Sitting on sofa in his living room on a Saturday afternoon, Park Jin-soo, a 36-year-old office worker, watches European football league matches on TV. A machine is washing his clothes in washing room, but Park doesn’t need to get up to check on it.

All the information regarding the washing machine appears on the TV screen. An app installed on the television also tells him the temperature in the living room.

Samsung Electronics has been actively trying to further strengthen its Smart Home service.

According to Forbes on Tuesday, Samsung is negotiating to take over SmartThings, a Smart Home service developer in the United States, for $300 million.

Samsung also participates in a consortium led by Intel to develop standards and certification for devices used in the Internet of Things. Another consortium called Thread Group includes Samsung, Google and British technology company ARM, and aims to develop a new wireless networking protocol for the IoT.

SmartThings was founded by Alex Hawkinson, one of the world’s top experts on IoT, and has technology that helps connect devices.

That is deemed useful for Samsung, which is trying to concentrate its Smart Home services on two devices: smartphones and TVs.

For example, a user can whisper “Sleep Mode” into a TV remote control or a smartphone from outside to turn off power to all Smart Home devices.

Samsung also is enabling things through its self-developed Smart View 2.0 app, which exchanges video content freely among different devices. It is similar to Google Chromecast, which renders the screens of smartphones and tablet PCs on televisions.

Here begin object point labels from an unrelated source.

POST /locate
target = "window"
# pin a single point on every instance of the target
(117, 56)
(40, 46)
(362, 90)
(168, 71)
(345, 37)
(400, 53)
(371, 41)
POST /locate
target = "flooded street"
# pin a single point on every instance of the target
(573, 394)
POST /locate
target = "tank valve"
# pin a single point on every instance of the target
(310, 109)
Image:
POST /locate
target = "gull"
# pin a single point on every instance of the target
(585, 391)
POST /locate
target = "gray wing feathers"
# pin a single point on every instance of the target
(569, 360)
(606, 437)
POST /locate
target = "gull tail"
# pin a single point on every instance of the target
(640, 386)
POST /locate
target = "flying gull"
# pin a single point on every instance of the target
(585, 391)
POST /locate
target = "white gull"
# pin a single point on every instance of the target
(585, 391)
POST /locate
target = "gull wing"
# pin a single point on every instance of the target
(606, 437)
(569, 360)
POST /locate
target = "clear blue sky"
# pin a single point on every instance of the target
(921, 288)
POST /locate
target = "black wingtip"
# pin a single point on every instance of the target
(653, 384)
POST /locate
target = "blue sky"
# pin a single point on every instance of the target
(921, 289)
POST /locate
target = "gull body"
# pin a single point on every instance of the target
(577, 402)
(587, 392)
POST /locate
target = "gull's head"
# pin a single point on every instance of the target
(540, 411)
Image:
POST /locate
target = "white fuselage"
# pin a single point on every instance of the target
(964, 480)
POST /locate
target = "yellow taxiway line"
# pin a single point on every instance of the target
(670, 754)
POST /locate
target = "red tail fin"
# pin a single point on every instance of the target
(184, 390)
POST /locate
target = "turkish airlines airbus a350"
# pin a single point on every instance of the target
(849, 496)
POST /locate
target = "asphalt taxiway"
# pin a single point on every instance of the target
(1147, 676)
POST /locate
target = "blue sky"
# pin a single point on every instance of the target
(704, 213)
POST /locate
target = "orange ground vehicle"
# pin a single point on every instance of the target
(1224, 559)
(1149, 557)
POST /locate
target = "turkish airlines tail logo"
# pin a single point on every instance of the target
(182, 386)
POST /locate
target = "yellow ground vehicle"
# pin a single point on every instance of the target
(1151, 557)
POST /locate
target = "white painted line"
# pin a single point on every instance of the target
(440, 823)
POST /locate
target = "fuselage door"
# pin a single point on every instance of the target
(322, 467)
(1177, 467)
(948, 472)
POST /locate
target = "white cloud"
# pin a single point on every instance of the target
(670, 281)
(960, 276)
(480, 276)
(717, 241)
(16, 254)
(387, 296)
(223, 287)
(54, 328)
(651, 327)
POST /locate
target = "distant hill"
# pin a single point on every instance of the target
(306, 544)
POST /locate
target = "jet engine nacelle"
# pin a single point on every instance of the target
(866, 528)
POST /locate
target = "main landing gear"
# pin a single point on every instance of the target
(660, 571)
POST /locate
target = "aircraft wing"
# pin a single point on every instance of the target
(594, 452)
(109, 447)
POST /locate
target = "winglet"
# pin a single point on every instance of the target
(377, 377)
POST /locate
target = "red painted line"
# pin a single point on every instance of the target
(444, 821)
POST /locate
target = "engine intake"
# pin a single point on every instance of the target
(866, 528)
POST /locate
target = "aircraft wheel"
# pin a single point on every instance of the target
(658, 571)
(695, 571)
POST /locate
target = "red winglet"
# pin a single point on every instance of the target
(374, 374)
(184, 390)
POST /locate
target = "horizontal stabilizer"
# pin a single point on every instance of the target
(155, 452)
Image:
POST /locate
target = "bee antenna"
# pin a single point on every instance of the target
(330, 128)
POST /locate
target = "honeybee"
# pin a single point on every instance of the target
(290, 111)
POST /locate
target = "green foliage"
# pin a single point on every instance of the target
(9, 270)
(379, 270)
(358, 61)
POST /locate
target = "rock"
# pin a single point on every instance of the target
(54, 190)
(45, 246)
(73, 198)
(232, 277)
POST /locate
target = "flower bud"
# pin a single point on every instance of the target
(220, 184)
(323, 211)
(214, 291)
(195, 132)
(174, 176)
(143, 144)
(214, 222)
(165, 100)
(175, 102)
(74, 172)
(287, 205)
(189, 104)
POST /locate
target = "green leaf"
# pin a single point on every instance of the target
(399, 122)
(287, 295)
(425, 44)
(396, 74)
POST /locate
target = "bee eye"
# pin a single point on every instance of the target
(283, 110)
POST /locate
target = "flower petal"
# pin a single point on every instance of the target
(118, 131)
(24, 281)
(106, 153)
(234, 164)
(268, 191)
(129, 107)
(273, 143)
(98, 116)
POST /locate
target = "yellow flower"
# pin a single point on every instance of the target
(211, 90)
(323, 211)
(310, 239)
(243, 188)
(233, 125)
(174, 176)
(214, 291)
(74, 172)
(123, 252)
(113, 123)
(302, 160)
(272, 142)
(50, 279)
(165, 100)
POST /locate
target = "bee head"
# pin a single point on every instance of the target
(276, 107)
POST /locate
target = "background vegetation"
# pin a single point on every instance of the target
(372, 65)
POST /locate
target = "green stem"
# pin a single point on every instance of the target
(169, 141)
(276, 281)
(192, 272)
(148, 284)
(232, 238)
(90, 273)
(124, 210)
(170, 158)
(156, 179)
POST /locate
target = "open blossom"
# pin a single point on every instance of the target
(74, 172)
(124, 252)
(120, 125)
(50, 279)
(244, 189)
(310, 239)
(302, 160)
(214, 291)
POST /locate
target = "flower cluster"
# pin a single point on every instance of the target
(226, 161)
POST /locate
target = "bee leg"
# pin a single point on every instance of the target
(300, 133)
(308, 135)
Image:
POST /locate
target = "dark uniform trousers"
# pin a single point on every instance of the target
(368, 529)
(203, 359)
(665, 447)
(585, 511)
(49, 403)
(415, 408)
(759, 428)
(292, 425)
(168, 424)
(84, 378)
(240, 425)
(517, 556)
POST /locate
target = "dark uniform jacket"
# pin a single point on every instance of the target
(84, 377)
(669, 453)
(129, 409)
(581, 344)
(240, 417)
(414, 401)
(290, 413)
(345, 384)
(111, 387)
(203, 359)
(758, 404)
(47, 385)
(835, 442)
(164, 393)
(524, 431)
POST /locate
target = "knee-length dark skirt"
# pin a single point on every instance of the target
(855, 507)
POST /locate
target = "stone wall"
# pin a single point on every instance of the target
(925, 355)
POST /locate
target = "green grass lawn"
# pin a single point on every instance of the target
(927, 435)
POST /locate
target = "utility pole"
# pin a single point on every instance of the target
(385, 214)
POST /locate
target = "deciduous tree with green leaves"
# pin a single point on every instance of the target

Samsung enables the other way around as well, with the screen of TV rendered on that of smartphone or tablet PC.

“Set top box-like devices such as Chromecast and Apple TV are changing the landscape of the TV industry,” said an official of an ICT company in Korea. “Samsung is traditionally a powerhouse in the TV industry and it can do better than other companies with technologies of sharing and exchanging content between mobile devices and televisions.”

Given the quickly maturing smartphone market, the moves by Samsung, Google and Apple are apparently aimed at securing a new source of revenue. According to Cisco Systems, the global IoT market will grow to $19 trillion annually in a decade. “We are almost the only company in the world that produces every type of electronic device, from smartphones to TVs and air-conditioners,” said an official of Samsung Electronics, “So we will try to play more of a leading role in the Smart Home market.”